Adams constitutes an amplification of the economic loss doctrine only to the extent that it applied that doctrine to claims under the SWMA. It is beyond cavil that the Beechams are not advancing claims under the SWMA, and for that reason, Adams does not justify reconsideration of the previous summary judgment ruling under the coordinate jurisdiction rule. American Life’s subsequent reliance upon David Pflumm Paving & Excavating Inc. v. Foundation Services Co., 816 A.2d 1164 (Pa. Super. 2003), is likewise misplaced since that decision does not stand for the proposition that the economic loss doctrine precludes “claims based on fraud, intentional conduct, or statutory fraud.” Quite to the contrary, the Foundation Services court distinctly stated that:

“There are no Pennsylvania Supreme Court or Superior Court cases that indicate that the economic loss doctrine bars a claim for fraudulent misrepresentation. However, for the reason stated in the text, we need not address that issue in this case.” (Id. at 1171 n.2.)

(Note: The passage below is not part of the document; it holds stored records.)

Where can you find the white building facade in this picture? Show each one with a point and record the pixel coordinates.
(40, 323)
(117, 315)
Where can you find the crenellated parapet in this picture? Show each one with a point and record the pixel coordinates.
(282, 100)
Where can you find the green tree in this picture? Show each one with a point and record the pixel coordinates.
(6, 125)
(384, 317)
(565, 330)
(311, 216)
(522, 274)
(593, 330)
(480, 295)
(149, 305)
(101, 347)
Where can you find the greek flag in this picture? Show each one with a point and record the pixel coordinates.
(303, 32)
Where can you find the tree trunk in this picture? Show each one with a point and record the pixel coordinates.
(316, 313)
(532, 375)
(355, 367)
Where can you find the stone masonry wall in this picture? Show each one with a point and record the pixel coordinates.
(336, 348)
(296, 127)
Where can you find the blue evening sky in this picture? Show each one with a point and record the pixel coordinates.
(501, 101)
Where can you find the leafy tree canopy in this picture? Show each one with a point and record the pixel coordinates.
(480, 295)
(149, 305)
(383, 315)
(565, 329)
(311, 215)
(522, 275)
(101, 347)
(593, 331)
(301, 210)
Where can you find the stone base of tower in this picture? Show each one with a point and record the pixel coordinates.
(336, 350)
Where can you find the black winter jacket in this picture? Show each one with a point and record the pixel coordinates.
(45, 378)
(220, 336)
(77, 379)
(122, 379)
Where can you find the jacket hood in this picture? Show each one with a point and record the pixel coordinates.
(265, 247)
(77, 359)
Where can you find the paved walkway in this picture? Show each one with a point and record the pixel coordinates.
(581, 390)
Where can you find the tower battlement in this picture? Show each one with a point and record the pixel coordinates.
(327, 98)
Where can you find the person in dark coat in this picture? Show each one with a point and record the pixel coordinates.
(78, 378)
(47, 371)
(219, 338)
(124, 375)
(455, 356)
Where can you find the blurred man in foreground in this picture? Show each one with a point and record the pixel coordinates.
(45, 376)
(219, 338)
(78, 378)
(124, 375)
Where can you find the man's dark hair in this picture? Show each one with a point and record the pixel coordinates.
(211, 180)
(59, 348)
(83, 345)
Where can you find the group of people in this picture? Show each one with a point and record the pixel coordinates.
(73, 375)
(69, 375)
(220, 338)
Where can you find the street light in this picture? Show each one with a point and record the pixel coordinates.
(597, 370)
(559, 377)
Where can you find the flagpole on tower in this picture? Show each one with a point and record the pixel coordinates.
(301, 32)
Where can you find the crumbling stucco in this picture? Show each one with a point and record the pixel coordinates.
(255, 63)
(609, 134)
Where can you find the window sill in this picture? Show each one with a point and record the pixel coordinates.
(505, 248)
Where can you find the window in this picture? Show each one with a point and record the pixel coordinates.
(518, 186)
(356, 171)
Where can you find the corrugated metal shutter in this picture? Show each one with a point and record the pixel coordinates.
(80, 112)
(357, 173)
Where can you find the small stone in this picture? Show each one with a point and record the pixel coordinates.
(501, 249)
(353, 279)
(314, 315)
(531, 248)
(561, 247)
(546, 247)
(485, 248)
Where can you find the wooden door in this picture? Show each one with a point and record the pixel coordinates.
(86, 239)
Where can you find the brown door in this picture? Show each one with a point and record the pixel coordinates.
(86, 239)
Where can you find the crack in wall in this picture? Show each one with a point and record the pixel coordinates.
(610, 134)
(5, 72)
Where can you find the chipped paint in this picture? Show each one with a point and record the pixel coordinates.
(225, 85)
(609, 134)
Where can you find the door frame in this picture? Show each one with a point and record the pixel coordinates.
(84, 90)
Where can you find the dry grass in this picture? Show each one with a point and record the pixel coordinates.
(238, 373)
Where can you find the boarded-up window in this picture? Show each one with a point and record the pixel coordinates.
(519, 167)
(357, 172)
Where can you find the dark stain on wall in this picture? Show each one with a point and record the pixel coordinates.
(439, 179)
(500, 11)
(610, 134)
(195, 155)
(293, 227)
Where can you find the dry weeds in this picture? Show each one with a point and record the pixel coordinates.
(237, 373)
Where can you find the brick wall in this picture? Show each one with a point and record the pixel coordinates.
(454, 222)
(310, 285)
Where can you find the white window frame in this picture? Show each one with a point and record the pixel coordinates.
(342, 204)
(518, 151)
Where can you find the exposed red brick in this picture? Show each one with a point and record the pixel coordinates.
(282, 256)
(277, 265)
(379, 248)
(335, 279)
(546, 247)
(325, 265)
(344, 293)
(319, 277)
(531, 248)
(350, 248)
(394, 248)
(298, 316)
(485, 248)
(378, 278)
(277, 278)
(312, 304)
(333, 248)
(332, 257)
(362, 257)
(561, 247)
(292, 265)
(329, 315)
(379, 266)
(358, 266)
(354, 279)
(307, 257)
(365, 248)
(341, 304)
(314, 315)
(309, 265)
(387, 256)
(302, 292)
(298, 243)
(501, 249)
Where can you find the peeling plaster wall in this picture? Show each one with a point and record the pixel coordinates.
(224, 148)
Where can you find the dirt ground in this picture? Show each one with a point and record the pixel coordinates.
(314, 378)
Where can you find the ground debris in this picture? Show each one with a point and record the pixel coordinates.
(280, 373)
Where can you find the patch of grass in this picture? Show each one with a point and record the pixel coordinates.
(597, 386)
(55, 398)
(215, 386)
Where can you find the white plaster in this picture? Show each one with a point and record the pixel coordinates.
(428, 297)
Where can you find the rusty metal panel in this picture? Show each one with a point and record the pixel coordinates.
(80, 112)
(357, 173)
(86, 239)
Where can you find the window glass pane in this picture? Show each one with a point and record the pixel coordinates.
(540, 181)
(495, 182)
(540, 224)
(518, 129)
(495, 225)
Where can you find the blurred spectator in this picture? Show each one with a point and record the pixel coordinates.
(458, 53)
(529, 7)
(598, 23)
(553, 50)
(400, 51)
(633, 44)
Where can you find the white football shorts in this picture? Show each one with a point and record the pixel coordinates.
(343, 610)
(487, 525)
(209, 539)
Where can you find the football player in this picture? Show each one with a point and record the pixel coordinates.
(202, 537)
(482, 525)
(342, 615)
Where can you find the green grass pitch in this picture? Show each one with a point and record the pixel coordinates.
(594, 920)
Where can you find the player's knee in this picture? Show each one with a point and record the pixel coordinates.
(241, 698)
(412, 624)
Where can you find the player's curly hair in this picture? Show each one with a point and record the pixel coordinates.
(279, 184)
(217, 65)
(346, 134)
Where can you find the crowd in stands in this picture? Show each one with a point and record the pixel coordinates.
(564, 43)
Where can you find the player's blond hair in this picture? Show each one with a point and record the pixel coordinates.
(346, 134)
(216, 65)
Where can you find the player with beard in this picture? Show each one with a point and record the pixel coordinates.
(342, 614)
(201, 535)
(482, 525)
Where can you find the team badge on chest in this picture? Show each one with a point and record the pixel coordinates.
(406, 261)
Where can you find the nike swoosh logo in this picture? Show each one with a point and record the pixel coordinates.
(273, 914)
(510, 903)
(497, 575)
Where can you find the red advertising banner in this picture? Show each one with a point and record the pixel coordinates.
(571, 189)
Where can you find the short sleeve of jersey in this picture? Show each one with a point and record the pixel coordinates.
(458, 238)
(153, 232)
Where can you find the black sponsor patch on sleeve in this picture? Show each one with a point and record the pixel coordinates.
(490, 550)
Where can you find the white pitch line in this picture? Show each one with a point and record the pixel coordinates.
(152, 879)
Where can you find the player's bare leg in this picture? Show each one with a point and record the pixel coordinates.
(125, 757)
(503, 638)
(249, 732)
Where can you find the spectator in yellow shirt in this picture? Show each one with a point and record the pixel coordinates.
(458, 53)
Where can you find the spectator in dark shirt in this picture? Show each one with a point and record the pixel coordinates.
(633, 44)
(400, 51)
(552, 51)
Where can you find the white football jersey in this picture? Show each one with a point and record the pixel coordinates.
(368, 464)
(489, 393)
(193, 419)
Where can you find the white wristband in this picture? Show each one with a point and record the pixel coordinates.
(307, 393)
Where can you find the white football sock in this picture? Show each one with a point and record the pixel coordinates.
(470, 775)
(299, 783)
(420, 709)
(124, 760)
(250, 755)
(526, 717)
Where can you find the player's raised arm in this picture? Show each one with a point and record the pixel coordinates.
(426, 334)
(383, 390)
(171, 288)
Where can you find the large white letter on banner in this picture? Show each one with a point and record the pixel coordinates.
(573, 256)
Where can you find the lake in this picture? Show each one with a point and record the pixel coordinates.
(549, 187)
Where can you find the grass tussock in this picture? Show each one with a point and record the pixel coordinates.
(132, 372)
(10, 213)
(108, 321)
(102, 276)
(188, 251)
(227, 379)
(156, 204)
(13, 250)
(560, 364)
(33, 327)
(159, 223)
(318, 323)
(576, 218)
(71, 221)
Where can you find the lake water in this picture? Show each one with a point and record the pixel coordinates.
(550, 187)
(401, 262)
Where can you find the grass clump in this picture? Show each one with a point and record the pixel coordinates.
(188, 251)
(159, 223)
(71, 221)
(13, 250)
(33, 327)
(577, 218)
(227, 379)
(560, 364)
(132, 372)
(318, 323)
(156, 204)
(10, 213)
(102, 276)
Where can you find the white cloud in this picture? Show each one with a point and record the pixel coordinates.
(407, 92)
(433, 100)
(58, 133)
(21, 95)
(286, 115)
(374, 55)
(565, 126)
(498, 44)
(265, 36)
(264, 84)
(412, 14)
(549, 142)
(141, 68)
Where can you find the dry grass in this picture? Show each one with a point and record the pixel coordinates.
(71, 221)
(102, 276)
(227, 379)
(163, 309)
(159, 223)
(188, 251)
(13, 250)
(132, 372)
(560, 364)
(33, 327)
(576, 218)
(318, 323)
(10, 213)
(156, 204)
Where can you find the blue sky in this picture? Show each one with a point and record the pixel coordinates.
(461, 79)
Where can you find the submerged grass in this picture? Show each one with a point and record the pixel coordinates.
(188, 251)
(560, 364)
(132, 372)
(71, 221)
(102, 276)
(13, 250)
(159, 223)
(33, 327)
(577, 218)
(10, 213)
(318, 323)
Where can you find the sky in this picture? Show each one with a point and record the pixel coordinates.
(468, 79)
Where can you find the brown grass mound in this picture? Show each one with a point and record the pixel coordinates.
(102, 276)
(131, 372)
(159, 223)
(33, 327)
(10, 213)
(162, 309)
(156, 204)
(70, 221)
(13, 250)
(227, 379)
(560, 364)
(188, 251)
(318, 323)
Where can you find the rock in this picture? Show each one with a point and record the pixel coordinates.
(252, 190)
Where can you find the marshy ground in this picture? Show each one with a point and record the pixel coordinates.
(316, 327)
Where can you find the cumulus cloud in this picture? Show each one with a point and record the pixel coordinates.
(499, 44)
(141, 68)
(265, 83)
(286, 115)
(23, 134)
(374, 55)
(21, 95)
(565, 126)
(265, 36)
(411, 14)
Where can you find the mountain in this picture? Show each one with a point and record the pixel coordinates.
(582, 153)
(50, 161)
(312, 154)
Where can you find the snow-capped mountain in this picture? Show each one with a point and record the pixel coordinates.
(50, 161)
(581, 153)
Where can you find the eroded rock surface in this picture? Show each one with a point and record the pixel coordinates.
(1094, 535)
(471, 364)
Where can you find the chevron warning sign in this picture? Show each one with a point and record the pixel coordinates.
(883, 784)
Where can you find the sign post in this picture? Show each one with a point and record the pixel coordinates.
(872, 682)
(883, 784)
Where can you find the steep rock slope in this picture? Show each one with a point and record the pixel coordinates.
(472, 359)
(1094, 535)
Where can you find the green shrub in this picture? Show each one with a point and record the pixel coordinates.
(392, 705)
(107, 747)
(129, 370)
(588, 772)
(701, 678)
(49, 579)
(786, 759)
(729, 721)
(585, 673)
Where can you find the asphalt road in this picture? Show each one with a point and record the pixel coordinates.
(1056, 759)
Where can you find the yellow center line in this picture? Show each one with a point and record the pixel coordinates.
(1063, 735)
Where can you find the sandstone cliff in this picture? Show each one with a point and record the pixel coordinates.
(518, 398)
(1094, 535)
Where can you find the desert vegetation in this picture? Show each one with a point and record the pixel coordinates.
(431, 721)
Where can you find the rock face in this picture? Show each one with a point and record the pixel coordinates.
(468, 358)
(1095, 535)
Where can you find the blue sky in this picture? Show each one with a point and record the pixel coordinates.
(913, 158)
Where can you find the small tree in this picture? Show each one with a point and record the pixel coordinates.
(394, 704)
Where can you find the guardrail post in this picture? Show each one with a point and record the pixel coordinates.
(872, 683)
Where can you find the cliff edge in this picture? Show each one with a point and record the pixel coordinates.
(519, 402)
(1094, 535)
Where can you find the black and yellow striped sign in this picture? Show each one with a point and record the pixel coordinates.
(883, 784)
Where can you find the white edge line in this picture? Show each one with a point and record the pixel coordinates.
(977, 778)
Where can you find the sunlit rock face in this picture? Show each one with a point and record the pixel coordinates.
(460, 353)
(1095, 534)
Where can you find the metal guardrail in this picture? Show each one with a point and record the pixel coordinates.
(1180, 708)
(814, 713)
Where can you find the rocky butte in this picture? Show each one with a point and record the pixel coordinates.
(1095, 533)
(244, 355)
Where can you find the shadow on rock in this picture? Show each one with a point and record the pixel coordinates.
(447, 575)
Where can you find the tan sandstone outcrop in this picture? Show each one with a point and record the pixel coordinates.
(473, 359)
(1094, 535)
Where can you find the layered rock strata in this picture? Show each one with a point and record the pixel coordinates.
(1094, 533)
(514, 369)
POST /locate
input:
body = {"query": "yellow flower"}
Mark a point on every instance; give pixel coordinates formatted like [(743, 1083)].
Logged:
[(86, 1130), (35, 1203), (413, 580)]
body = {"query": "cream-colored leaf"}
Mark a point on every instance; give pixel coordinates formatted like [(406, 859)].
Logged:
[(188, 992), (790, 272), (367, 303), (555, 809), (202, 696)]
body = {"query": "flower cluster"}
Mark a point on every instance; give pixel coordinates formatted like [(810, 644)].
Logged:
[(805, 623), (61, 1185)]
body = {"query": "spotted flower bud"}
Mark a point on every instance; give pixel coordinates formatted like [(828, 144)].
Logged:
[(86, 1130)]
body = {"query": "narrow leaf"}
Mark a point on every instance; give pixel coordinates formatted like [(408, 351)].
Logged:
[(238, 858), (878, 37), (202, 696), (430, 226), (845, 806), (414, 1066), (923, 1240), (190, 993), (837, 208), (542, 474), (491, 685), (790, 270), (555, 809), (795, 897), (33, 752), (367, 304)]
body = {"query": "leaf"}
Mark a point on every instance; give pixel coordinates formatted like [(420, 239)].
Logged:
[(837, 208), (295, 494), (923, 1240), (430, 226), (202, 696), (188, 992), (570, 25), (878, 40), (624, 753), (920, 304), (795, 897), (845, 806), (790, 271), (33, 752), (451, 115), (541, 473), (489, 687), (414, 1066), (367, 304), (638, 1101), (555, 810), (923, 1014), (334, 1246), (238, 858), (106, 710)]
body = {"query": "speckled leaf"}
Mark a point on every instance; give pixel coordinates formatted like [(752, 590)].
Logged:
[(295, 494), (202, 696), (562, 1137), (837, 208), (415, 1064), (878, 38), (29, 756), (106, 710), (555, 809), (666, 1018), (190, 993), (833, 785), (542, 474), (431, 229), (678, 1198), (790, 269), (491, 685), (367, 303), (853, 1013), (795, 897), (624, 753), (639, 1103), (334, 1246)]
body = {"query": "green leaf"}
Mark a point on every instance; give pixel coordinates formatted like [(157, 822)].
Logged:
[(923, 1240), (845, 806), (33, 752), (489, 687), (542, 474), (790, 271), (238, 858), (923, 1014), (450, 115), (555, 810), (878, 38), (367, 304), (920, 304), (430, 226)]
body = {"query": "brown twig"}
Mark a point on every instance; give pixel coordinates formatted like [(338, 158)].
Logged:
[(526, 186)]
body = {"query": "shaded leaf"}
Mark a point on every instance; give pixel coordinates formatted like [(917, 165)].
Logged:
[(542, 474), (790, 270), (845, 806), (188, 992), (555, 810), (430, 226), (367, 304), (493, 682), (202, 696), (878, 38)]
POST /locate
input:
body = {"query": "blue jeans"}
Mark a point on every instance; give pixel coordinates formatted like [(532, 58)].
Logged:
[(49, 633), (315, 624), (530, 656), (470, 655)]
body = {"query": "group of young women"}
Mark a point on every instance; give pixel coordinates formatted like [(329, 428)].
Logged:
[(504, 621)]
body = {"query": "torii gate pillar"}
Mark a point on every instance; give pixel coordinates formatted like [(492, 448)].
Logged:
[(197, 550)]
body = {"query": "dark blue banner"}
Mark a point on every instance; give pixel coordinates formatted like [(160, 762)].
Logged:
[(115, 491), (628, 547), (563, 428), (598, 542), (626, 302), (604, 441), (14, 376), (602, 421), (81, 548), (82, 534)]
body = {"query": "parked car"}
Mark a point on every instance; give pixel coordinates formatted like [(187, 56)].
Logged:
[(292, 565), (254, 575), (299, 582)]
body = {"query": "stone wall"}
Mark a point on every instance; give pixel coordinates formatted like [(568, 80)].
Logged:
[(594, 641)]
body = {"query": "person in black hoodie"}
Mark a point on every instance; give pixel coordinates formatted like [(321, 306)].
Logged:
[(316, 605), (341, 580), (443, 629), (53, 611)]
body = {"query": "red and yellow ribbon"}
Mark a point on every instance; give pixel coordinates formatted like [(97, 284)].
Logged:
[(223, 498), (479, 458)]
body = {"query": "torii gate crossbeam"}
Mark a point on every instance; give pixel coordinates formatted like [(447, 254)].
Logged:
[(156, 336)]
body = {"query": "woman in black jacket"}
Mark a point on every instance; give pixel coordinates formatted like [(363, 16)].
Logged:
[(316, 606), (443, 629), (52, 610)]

Consequently, since it still is not clear and free from doubt that American Life is entitled to judgment in its favor as a matter of law, the motion for summary judgment based upon the economic loss doctrine will once again be denied.

ORDER

And now, December 19, 2003, upon consideration of the motion for partial summary judgment of defendant American Life and Casualty Insurance Co. and the motion for summary judgment of defendant American Life and Casualty Insurance Co., the memoranda of law submitted by the parties and the oral argument of counsel on October 29, 2003, and based upon the reasoning set forth in the foregoing memorandum, it is hereby ordered and decreed that:

(1) defendant’s motion for partial summary judgment is denied; and

(2) defendant’s motion for summary judgment is denied. 
      
      . The determination of whether a duty exists in a particular case involves the weighing of several discreet factors, including: (1) the relationship between the parties; (2) the social utility of the defendant’s conduct; (3) the nature of the risk imposed and the foreseeability of the harm incurred; (4) the consequences of imposing a duty upon the defendant; and (5) the overall public interest in the proposed solution. Sharpe v. St. Luke’s Hospital, 573 Pa. 90, 96, 821 A.2d 1215, 1219 (2003); R.W. v. Manzek, 838 A.2d 801, 807 n.9 (Pa. Super. 2003). No single factor is dispositive and a duty will be found to exist where the balance of these five factors weighs in favor of placing such a burden on a defendant. Phillips v. Cricket Lighters, 841 A.2d 1000, 1008-1009 (Pa. 2003).